I think a big thing stopping people accepting nuance in regards to the gendered socialization one picks up, is because so much of our theories about CIS gender dynamics can become very thorny and not as immediately satisfying if that happens. A very unambiguous socialization model seems super super baked into everything third wave feminism has to say.
The existence of trans ppl definitely throws a wrench into a lot of simpler frameworks for gender in society. That’s one reason terfs, who are 2nd wave feminists and even more behind, can’t stand trans ppl bc terfs can’t really reconcile their narrative about how being “female” can only be understood as an oppressed class you’re put into based on genitalia at birth and then imprisoned in due to socialization–and how abolishing these classes would solve patriarchy. Now suddenly you have ppl saying they identify as women despite being “socialized as male” and ppl saying they identify as men despite being “socialized as female”? That flies in the face of the framework. It starts to become clear that gender is more than a hierarchical class system rooted in power and oppression, but also has a component of identity and self-expression.
Fortunately, most of us have moved on from 2nd wave feminism. We have come to realize that gender is more than that. Most women and men don’t want to cease being women and men, and that desire isn’t necessarily incompatible with dismantling patriarchy or challenging gender norms.
Later strands of feminism take the identity and self-expression aspects of gender into account but tend to use clumsy attempts to reconcile the problems trans people bring up, i.e. disconnect between identifying as one gender but being treated as another, spending a large portion of your life living as one gender and another portion of your life living as another, being treated as one gender in some instances and another gender in different instances, opting to live as one gender despite years of being “raised” as another, being unable to identify or tell everyone’s gender by their behavior and appearance, identifying as /neither/ male or female, etc.
The fact that gender involves coercive socialization is not something any of us trans people would deny: we are the first to point out how we are all forcibly assigned a gender at birth and raised according to the strictures of that gender. In fact, our experience is even more painfully at odds with that gender assignment than the average cisgender person. Which is why most (non-feminist) cis people’s first objections to trans people are that we’re trying to say gender isn’t biological or innate but socially constructed and we’re all being pushed to play narrowly defined roles. The average person has to reconcile a completely uncritical understanding of gender as innate when presented with exceptions that prove the rule. Most cis people balk at this and just try to deny our existence in response.
Feminists on the other hand ALREADY KNOW gender is socially constructed. I think this is why SOME cis feminists are more readily able to absorb trans people into their worldview. After all: gender is socially constructed, it’s forced on all of us, and being gender nonconforming can be seen as a form of rebellion. HOWEVER, even the most well-meaning, trans-positive cis feminism will find points of conflict with trans existence. Like you say, that the explanations reliably model CIS gender dynamics and experience but not trans ones. Unfortunately, a lot of feminist critique of male power/privilege and female oppression rely on the very gender binary system that, in mainstream patriarchal society, situates male and female at opposite, mutually exclusive poles.

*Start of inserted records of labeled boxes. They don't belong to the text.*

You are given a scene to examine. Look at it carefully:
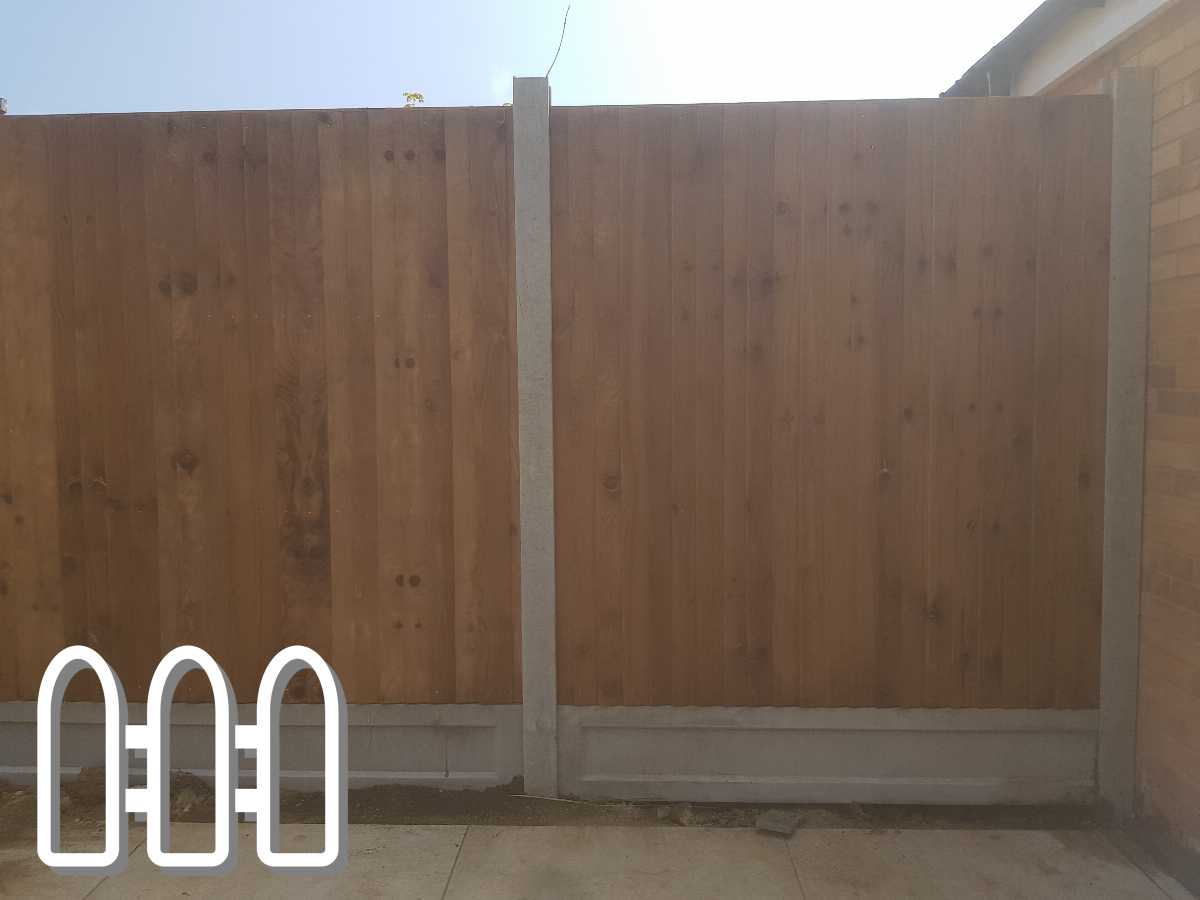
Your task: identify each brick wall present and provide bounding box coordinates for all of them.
[1051,0,1200,851]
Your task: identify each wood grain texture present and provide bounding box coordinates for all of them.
[0,108,520,703]
[551,98,1110,708]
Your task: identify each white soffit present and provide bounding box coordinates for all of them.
[1013,0,1171,96]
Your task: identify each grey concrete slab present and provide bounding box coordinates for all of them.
[446,826,800,900]
[788,830,1165,900]
[89,824,467,900]
[0,846,101,900]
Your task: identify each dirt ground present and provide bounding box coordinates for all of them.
[0,770,1098,847]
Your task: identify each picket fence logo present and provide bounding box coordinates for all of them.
[37,647,348,875]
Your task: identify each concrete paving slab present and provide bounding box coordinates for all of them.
[788,830,1164,900]
[0,847,101,900]
[446,826,800,900]
[89,824,467,900]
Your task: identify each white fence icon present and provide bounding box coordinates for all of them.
[37,646,348,875]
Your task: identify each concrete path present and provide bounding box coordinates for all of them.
[0,826,1190,900]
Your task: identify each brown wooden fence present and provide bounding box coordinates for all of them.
[0,98,1110,708]
[551,97,1111,708]
[0,109,520,702]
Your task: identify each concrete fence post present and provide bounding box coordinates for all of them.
[512,78,558,797]
[1097,68,1154,818]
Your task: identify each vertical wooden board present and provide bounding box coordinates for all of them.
[884,101,938,707]
[550,110,600,706]
[925,103,977,707]
[665,107,698,706]
[45,118,88,661]
[589,108,630,706]
[0,128,11,701]
[0,122,24,701]
[366,109,410,702]
[691,106,726,704]
[410,112,456,700]
[317,112,379,703]
[865,103,908,707]
[210,114,262,698]
[548,109,573,703]
[761,103,802,706]
[268,113,332,702]
[112,118,161,700]
[743,104,786,706]
[163,115,208,701]
[648,108,684,704]
[368,112,458,701]
[445,110,515,702]
[141,115,181,696]
[978,102,1039,707]
[948,103,994,707]
[1030,100,1080,708]
[622,108,671,706]
[238,113,278,696]
[86,116,136,690]
[472,107,521,703]
[721,106,752,706]
[67,118,116,698]
[797,103,840,707]
[820,103,875,706]
[192,114,234,701]
[1060,97,1112,708]
[846,102,893,706]
[0,119,62,697]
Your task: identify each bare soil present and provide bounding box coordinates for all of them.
[0,770,1099,847]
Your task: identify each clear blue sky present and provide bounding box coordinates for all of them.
[0,0,1038,114]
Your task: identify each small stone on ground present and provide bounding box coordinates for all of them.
[754,809,800,838]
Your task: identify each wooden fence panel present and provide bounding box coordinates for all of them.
[551,97,1111,708]
[0,108,520,702]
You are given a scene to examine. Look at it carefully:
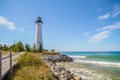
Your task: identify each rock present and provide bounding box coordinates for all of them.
[41,54,82,80]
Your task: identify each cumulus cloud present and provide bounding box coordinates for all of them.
[98,4,120,20]
[112,4,120,17]
[0,16,16,30]
[102,22,120,30]
[98,13,110,20]
[18,28,25,32]
[88,31,110,43]
[84,32,90,36]
[88,22,120,43]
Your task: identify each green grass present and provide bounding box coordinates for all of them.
[11,53,54,80]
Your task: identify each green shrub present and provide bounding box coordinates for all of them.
[17,53,44,66]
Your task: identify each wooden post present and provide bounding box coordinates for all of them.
[0,49,2,80]
[10,49,12,74]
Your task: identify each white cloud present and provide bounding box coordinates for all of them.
[88,31,110,43]
[0,16,16,30]
[98,13,110,20]
[102,22,120,30]
[88,22,120,43]
[98,4,120,20]
[113,5,120,17]
[84,32,90,36]
[18,28,25,32]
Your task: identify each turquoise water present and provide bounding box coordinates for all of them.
[61,51,120,80]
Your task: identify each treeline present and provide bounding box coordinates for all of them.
[0,41,31,52]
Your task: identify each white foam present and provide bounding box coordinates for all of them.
[74,60,120,68]
[70,55,86,59]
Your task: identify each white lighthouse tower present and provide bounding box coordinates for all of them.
[35,16,43,51]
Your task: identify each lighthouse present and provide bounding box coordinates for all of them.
[34,16,43,51]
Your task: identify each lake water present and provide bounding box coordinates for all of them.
[60,51,120,80]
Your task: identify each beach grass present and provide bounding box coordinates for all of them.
[10,52,54,80]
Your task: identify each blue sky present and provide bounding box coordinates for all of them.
[0,0,120,51]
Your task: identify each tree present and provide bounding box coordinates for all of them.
[25,44,31,52]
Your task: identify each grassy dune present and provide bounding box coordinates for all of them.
[11,53,54,80]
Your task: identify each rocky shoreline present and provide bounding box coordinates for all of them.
[41,54,82,80]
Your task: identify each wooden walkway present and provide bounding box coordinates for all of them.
[0,52,24,80]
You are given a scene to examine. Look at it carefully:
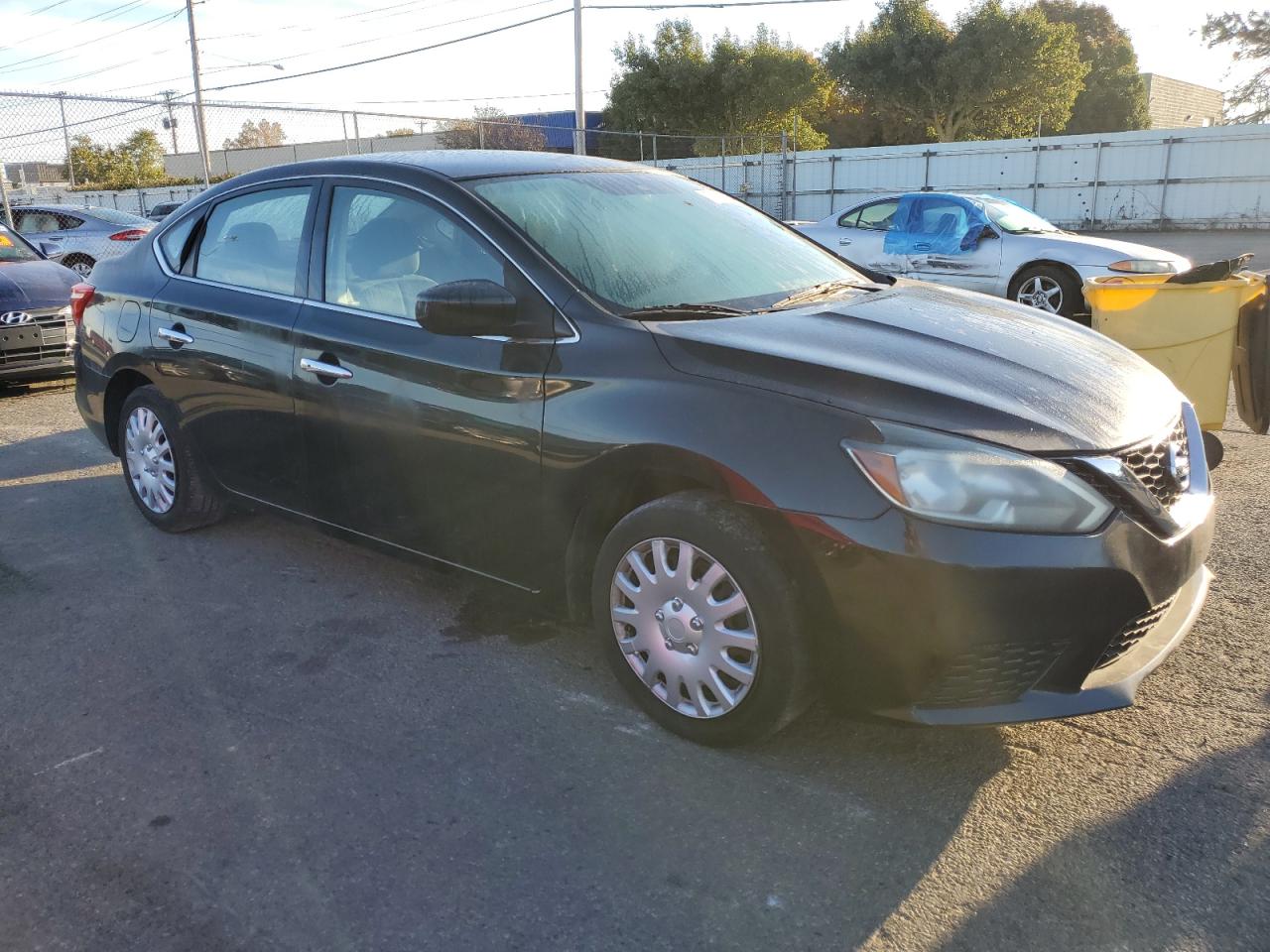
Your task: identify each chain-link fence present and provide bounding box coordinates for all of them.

We know to critique the gender binary of course. We know it’s “bad” or at the very least incomplete, but beyond an elucidation into restrictive gender norms that keep women down or further men’s toxic behavior, no feminist framework truly escapes the binary. We still talk in terms of men versus women, male and female socialization, etc. I’m not saying this is wrong per se when you consider that, in many circumstances this framework actually is correct. You can probably compare most mainstream current feminist thought to Newtonian physics: it’s a perfectly accurate model in the limited scope it was used to model phenomena. In fact, to do away with it would be a mistake.
And I guess that’s what I mean about trying to reconcile anything being next to impossible because I would say the trans model, like the Einsteinian model, is looking at things with a different lens. Using a lens that includes the phenomena of trans experience we see gender differently–and dynamics do not follow the predictions we would make with the cis feminist model. But I would say that like the Einsteinian model, the trans lens does reveal things the cis feminist model left out and see the original phenomena we measured in a different light. If someone accepts that gender is an identity, and not just a mode of oppression or power, that may change how someone approaches feminism and liberation, particularly in terms of how their actions and words might impact trans people.
One problem is we do not deal very honestly or thoroughly with this issue. We sidestep the conflicts that arise–the ways in which trans existence challenges cis feminism–for a variety of reasons, I think partially in the name of solidarity, partially because we fear minimizing/enabling/obfuscating the very real system of patriarchal power or, on the other hand, excluding or hurting trans people from the conversation by acknowledging the conflict. I think our constant quest for solidarity and intersectionality–for a wholeness of theory–has forced us to collapse the complexity of this issue. But the feminist lens and trans lens are different lenses, and that needs to be acknowledged sooner rather than later.